A new (free) magazine was just published. TugeZIne deals with current developments as well as historic matter on tugs. towage, salvage and related matter. Content is about 50/50
current/historic. TugeZine and the accompanying TugeNewsletter are published (via www.tugezine.com) free of charge but require registration. Subscribers also have access to the 'back office' where they can use the services and archive pages of the site. These will be expanded over the next few months. TugeZine publications are sent out as either a download link or a straightforward PDF attachment. In the back-office you can also read all publications - including back issues - in a hi-res flipbook or download PDF backissues in a size suitable for mailboxes. Note that for security reasons [email protected] or likewise general email addresses are not accepted. When this is inconvenient use the contact form to ask for a solution.

The editorial team is headed by Job van Eijk and Cock Peterse, formerly of Lekko International, the tug & towage magazine that had to fold after 45 years in print due to steeply rising print and postage costs. Like with LI interaction by subscribers is encouraged.

Subscription is easy, just hit the appropriate button and fill out the required details. Hit the send button and you will immediately receive a welcome mail detailing how to go about visiting the site. If not - check spambox.

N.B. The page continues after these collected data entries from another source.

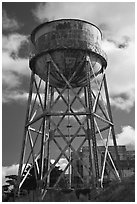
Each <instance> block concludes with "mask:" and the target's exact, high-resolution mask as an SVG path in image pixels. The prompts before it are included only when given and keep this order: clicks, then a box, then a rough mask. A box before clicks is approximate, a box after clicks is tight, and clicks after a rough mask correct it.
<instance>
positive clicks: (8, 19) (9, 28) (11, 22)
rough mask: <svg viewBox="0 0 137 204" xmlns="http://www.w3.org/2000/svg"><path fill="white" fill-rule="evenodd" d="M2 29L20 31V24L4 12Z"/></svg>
mask: <svg viewBox="0 0 137 204" xmlns="http://www.w3.org/2000/svg"><path fill="white" fill-rule="evenodd" d="M2 28H3V30H11V31H13V30H17V29H19V24H18V22H17V21H16V20H15V19H12V18H10V17H9V16H8V15H7V13H6V11H5V10H3V11H2Z"/></svg>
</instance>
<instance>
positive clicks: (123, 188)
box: [3, 169, 135, 202]
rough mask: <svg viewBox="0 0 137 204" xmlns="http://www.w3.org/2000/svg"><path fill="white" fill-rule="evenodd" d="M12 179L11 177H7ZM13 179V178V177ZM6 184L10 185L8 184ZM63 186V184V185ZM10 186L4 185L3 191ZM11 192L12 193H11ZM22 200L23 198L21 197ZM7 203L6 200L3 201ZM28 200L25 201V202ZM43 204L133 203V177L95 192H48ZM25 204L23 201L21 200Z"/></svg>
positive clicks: (28, 201) (133, 179)
mask: <svg viewBox="0 0 137 204" xmlns="http://www.w3.org/2000/svg"><path fill="white" fill-rule="evenodd" d="M56 170H57V169H56ZM7 178H8V180H10V179H9V178H12V179H13V175H11V176H9V177H7ZM14 179H15V177H14ZM8 183H12V182H9V181H8ZM63 185H64V184H63ZM9 186H10V185H4V186H3V189H4V188H5V189H7V188H9ZM11 192H12V191H11ZM22 199H23V197H22ZM3 201H5V202H6V201H8V200H6V199H5V200H3ZM27 201H28V202H29V200H26V202H27ZM44 201H45V202H135V176H132V177H128V178H124V179H123V180H122V181H121V182H116V181H113V182H112V183H111V184H109V186H108V187H106V188H104V189H102V190H99V191H95V190H90V191H89V189H83V190H81V189H79V190H75V191H74V190H70V189H63V190H59V191H56V190H50V191H48V193H47V195H46V197H45V199H44ZM22 202H25V200H22Z"/></svg>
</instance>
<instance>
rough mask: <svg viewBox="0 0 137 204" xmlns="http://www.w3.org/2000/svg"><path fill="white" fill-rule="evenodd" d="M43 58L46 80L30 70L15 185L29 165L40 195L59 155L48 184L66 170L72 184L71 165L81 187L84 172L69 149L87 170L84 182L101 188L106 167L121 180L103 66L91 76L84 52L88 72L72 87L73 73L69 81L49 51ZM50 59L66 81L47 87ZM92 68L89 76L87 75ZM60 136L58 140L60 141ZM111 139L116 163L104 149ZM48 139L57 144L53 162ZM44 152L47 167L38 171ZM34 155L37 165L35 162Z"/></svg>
mask: <svg viewBox="0 0 137 204" xmlns="http://www.w3.org/2000/svg"><path fill="white" fill-rule="evenodd" d="M47 63H48V68H47V70H46V71H47V75H46V76H47V79H46V80H45V82H44V81H42V79H40V78H39V77H38V76H37V75H35V73H34V72H33V71H32V73H31V80H30V89H29V97H28V104H27V111H26V120H25V128H24V135H23V142H22V150H21V156H20V165H19V173H18V184H19V186H18V187H19V188H21V186H22V184H23V182H24V181H25V179H26V178H27V176H28V175H29V172H30V169H31V168H34V170H35V177H36V181H37V184H38V188H39V192H40V197H41V199H43V198H44V196H45V194H46V192H47V189H48V188H49V187H50V186H49V185H50V184H49V181H50V179H49V178H50V173H51V171H52V170H53V169H54V167H55V166H56V165H57V164H58V163H59V161H60V159H62V158H64V159H65V160H66V161H67V163H66V166H65V168H64V170H63V172H62V174H61V175H60V176H59V178H58V179H57V181H56V183H55V184H54V186H53V187H52V188H54V189H56V188H58V184H59V182H60V180H61V178H63V176H64V175H65V174H66V172H68V173H69V186H68V187H69V188H71V187H72V185H73V184H72V176H71V171H72V168H73V169H74V171H75V174H76V175H77V176H78V177H79V178H80V180H81V183H82V184H83V186H84V185H85V184H84V179H83V176H82V175H81V174H80V173H79V171H78V169H77V168H76V167H75V166H74V162H73V158H72V152H73V154H74V155H75V158H77V159H78V160H79V162H80V163H81V165H82V166H83V167H84V168H85V170H86V171H87V172H88V175H89V178H92V179H91V180H90V183H89V184H88V187H91V186H92V187H93V186H94V187H103V180H104V172H105V168H106V166H107V168H109V170H110V171H111V172H112V173H113V175H114V177H115V178H116V179H118V180H120V176H121V173H120V168H118V167H119V155H118V150H117V143H116V138H115V131H114V124H113V120H112V113H111V108H110V102H109V95H108V89H107V82H106V76H105V67H104V68H103V67H102V72H101V73H100V74H99V75H98V76H96V75H95V73H94V65H93V64H92V61H91V60H90V58H89V56H88V55H87V57H86V58H85V68H86V73H87V76H86V77H87V82H86V85H85V86H83V87H77V88H73V87H72V86H71V80H72V78H73V77H74V76H75V74H76V72H75V73H73V74H72V76H71V77H70V78H69V80H67V79H66V78H65V76H64V75H63V74H62V73H61V72H60V69H59V67H58V66H57V65H56V63H55V62H54V61H53V59H52V58H51V56H50V55H49V61H48V62H47ZM51 63H52V64H53V65H54V67H55V70H56V72H57V73H58V74H59V75H60V76H61V78H62V79H63V80H64V82H65V84H66V85H65V86H64V88H62V89H60V88H58V87H52V86H50V65H51ZM91 73H92V75H94V77H92V78H91V77H90V76H91ZM43 84H44V88H43ZM72 96H73V97H72ZM59 103H61V104H64V106H65V107H66V108H65V109H63V110H62V111H61V110H59V111H58V110H57V107H59V106H58V104H59ZM78 104H79V105H78ZM76 105H77V107H80V108H77V110H76V108H75V107H76ZM63 121H65V123H63ZM72 121H73V122H72ZM73 123H74V126H75V127H74V128H73V125H72V124H73ZM64 124H67V125H66V127H64ZM64 129H65V131H64ZM72 129H73V131H72ZM59 139H61V140H62V141H63V145H62V143H61V142H60V140H59ZM77 139H78V145H77V147H75V145H74V143H75V142H76V143H77ZM110 140H113V145H114V149H115V155H116V161H117V163H116V165H115V162H114V161H113V158H112V156H111V154H110V152H109V151H108V145H109V141H110ZM98 141H101V142H102V145H103V146H104V147H105V153H104V158H103V165H102V166H101V168H100V164H99V161H98V155H99V154H101V152H100V150H99V148H98ZM53 144H54V147H55V146H56V148H57V151H58V155H57V156H56V158H54V162H53V163H52V164H51V162H50V160H51V153H52V148H53ZM85 144H86V145H87V146H88V148H89V165H88V166H87V164H86V163H85V161H84V160H83V159H82V158H81V157H80V156H79V152H80V150H81V149H82V147H83V146H84V145H85ZM45 157H46V158H47V172H46V173H45V174H43V169H44V158H45ZM38 159H39V161H40V165H36V164H37V161H38ZM29 163H31V164H32V166H31V168H30V169H28V171H27V173H26V175H25V177H24V179H23V180H21V179H20V178H21V176H22V175H23V174H24V172H25V171H26V168H27V165H28V164H29ZM40 183H45V184H46V185H45V186H44V188H43V187H41V188H40V187H39V184H40Z"/></svg>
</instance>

Hope to see you aboard - best regards - Job van Eijk (and BTW: do not forget to spread the word - thanks)


----------



## Stephen J. Card (Nov 5, 2006)

Many thanks Job. Good news. Good luck!

Stephen


----------



## Stephen J. Card (Nov 5, 2006)

Well that didn't take much time and easy too! Looks EXCELLENT!!!! Content likewise.

My first job is to get photos of the brand new tugs POWERFUL and FORCEFUL. They are due Bermuda in the next few week. My brother will be the Bosun so no problem getting a tour!

Stephen


----------



## tugdoc (Sep 17, 2005)

TugeZine No. 2 just out - including articles on the new Bermuda tugs, Kotug's latest acquisition, Britannia Steam Towing, a mid-ocean salvage operation by Bugsier, etc. Earlier we also published the first issue of TugeNewsletter.


----------



## tony Allard (Jan 25, 2009)

yeah im really loving these magazines they release, so many great stories of salvage and towing jobs of Bugsier and smit and others, some very great reads, i never knew there were so many tug books out there i came across a good one when online searching the other day of the Smit tugs of the coast of South Africa, Smit Amandla, Wolraad Woltemade, etc.

Tony.


----------